Afortunadamente, y aunque teóricamente el PVP de los libros en iPad iba a girar entre 12,99 y 14,99 dólares, os adelanto que se encuentran muchos contenidos por 9,99 dólares e incluso por menos. Desgraciadamente he hallado muy pocos libros, periódicos y revistas en español, pero me imagino que esta situación cambiará en los próximos meses.

El peso del dispositivo, cerca de 700 gramos, es excesivo en comparación con los tradicionales eReaders (Sony, Kindle, Papyre, etc.), con un peso medio de 300 gramos. Aunque también hay que reconocer que algunos de los últimos bestsellers son “tochos” que pesan más que el iPad…

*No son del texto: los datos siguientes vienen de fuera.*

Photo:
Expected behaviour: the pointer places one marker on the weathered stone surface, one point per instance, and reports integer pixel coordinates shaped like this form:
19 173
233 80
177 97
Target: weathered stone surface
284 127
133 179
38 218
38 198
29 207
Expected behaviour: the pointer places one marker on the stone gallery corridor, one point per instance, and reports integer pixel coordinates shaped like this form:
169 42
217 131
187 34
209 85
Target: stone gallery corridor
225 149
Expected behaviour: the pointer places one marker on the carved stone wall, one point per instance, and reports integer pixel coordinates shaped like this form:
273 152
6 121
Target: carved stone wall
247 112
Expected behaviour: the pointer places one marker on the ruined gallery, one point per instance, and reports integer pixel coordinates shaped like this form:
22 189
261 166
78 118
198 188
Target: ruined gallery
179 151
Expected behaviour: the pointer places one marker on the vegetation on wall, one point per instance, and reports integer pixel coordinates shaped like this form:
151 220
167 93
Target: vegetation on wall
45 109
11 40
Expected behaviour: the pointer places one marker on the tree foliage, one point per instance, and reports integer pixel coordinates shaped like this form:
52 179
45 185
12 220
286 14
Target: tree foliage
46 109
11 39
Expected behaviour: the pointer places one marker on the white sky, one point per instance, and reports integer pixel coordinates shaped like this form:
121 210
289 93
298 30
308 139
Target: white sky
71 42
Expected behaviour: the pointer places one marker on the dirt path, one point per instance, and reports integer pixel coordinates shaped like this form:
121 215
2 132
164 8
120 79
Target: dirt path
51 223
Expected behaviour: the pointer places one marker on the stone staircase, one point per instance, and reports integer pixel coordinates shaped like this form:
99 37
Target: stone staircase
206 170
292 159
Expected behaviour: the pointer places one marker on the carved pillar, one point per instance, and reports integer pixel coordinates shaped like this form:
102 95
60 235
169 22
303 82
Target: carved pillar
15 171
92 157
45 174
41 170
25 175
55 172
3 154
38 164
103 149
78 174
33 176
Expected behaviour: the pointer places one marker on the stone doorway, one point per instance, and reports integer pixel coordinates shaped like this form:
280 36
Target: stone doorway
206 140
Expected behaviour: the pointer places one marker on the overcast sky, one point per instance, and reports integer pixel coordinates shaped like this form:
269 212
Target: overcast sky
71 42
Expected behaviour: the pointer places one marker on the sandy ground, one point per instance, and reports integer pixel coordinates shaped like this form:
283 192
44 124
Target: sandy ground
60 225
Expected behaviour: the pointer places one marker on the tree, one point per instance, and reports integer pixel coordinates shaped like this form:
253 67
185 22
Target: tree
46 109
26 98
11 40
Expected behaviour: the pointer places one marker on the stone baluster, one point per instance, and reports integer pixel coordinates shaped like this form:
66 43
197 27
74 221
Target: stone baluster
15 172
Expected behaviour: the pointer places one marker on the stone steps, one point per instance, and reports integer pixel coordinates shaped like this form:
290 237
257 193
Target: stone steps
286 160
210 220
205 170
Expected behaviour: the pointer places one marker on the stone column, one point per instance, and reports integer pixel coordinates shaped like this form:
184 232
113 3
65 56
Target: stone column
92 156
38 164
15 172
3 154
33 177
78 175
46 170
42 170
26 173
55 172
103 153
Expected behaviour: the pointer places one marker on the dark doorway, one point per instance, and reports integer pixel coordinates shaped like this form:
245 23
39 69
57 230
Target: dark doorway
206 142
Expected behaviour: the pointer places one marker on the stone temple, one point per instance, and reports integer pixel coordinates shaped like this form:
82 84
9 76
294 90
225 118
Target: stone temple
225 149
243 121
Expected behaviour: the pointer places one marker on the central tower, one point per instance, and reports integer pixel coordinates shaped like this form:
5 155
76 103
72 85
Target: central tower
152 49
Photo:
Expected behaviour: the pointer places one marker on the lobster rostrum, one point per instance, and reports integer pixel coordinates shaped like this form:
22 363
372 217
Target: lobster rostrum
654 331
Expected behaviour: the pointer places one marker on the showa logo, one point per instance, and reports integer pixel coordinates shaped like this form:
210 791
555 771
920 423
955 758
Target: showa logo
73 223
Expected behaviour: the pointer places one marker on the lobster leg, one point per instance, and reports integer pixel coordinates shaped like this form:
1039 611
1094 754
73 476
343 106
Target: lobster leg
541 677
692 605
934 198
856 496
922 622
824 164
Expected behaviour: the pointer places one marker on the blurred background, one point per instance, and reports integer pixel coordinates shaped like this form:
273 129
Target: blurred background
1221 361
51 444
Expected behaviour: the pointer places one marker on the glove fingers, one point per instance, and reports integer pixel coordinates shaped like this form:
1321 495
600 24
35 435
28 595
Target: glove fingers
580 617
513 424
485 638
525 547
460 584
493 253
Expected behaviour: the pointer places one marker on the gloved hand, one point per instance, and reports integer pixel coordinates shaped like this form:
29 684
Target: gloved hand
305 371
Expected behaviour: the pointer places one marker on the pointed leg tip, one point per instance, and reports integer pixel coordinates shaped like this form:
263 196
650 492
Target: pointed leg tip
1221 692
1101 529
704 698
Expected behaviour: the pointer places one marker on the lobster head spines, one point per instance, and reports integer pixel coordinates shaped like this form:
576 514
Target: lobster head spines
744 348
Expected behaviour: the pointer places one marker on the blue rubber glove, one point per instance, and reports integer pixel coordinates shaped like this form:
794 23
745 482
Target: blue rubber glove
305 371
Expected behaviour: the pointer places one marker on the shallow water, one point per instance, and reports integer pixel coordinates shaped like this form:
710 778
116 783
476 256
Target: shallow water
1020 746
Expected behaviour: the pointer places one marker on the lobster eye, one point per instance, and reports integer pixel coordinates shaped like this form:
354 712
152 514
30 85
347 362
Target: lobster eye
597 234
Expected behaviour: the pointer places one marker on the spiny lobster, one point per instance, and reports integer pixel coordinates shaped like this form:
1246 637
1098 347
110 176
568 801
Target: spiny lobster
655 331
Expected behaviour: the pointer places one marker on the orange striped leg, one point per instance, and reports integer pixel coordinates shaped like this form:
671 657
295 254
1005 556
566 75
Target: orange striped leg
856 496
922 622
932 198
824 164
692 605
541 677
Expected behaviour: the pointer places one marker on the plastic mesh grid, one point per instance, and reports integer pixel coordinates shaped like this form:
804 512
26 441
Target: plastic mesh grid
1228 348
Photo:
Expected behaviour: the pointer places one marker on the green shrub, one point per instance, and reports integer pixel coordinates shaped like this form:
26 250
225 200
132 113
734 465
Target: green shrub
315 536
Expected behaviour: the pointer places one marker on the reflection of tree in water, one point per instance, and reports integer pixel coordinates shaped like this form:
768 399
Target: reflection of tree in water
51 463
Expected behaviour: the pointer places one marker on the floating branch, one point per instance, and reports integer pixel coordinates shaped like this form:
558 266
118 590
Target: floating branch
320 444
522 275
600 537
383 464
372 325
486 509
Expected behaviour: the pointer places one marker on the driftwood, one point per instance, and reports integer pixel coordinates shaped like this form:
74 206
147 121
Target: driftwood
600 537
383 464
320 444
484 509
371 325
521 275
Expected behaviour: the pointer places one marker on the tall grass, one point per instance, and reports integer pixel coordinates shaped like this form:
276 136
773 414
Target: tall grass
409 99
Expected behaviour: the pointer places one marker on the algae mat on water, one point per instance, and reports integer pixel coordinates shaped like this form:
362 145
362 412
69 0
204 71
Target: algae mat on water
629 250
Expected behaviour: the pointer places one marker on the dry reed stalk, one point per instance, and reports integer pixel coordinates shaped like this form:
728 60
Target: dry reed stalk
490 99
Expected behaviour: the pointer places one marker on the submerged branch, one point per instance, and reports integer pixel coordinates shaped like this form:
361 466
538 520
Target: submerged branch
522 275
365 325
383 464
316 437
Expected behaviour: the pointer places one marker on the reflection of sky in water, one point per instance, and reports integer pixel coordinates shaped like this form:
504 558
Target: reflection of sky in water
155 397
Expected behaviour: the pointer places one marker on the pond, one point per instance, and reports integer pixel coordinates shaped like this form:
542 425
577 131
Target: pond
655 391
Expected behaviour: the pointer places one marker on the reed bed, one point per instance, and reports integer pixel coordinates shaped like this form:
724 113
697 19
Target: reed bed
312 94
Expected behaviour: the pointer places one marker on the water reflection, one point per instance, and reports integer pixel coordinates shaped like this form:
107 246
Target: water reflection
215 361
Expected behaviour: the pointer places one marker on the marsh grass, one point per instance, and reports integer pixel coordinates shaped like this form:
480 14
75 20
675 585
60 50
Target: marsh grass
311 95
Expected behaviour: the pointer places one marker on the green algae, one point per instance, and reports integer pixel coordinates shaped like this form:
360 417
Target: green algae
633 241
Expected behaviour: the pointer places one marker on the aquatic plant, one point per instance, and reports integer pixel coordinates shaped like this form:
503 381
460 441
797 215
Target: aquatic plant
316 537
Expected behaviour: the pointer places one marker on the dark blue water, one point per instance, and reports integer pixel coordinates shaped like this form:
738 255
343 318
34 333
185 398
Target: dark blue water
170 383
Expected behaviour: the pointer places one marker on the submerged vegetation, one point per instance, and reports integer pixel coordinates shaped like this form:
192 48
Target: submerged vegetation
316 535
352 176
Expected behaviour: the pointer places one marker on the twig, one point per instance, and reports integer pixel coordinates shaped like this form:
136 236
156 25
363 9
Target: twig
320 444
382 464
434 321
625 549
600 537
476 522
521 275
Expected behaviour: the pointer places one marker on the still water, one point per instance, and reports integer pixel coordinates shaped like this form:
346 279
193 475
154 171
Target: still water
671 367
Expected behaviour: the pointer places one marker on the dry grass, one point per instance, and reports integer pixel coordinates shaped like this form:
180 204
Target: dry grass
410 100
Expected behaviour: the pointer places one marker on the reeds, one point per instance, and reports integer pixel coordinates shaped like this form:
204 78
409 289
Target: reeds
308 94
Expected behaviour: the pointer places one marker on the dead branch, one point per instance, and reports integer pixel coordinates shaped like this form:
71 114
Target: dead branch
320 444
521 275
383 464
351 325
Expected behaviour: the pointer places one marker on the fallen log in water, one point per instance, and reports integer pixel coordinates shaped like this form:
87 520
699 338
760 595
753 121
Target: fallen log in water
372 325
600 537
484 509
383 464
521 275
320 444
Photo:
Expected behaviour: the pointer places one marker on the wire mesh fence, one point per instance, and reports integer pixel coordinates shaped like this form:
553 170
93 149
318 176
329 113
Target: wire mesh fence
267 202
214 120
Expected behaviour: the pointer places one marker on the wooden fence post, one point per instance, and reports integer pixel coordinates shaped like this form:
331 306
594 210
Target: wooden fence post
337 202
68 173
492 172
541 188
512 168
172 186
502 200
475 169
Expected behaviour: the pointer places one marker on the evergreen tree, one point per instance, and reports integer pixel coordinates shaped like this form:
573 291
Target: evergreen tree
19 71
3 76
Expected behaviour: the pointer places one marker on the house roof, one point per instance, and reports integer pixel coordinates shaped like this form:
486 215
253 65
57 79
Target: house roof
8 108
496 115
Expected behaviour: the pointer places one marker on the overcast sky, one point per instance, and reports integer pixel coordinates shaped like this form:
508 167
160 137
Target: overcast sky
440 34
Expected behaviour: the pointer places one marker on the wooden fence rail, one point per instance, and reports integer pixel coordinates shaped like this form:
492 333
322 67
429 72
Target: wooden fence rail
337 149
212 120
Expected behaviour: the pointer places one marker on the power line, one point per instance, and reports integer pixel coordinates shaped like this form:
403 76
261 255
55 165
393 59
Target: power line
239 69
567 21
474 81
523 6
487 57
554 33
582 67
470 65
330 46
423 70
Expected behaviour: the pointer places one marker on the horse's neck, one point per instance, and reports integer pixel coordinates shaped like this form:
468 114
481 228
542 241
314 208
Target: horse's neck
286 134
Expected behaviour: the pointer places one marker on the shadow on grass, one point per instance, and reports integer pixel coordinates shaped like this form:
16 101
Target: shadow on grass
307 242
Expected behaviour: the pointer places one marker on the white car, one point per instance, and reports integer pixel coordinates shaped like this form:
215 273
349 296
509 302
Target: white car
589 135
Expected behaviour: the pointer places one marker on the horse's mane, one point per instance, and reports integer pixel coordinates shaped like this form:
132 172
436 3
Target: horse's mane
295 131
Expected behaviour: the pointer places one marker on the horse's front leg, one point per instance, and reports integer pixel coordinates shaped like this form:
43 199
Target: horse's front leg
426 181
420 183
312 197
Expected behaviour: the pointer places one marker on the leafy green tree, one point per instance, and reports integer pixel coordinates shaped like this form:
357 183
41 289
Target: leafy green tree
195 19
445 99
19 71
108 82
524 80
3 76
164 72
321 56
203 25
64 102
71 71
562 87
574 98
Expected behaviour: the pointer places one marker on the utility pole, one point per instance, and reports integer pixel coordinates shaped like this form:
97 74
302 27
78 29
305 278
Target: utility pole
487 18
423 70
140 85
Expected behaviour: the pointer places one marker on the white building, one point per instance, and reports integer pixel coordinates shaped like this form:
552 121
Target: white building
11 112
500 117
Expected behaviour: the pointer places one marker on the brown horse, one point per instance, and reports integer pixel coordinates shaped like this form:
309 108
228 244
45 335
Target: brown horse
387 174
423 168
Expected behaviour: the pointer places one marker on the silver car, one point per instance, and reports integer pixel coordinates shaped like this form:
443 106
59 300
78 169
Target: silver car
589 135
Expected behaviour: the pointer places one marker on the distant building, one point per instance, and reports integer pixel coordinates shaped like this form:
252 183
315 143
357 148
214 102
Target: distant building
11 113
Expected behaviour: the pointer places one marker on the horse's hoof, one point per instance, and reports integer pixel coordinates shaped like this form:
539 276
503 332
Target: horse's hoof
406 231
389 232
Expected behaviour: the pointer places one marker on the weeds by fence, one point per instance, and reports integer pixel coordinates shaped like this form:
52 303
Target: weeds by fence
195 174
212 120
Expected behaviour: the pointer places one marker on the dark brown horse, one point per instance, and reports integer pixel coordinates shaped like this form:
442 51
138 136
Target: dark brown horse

Tampoco me gusta la tecnología propietaria utilizada por Apple que impide el uso y disfrute de los contenidos comprados fuera de sus dispositivos. Al igual que Amazon o Sony, este tipo de sistemas de protección, conocidos como Digital Rights Management,  impide que una persona disfrute de sus libros, música o vídeos en diferentes soportes.  Entiendo que es una táctica comercial para la venta de soportes y fidelización de clientes, pero no responde a los intereses y derechos de los consumidores. Del mismo modo que hace unos años no podíamos cambiar de compañía telefónica sin perder nuestro número de teléfono móvil, gracias a la presión en Bruselas de las asociaciones de consumidores  hemos logrado que se nos respeten nuestros derechos.

A pesar de todos los “peros” expuestos, mantengo mi máxima de que este cacharro crea adicción.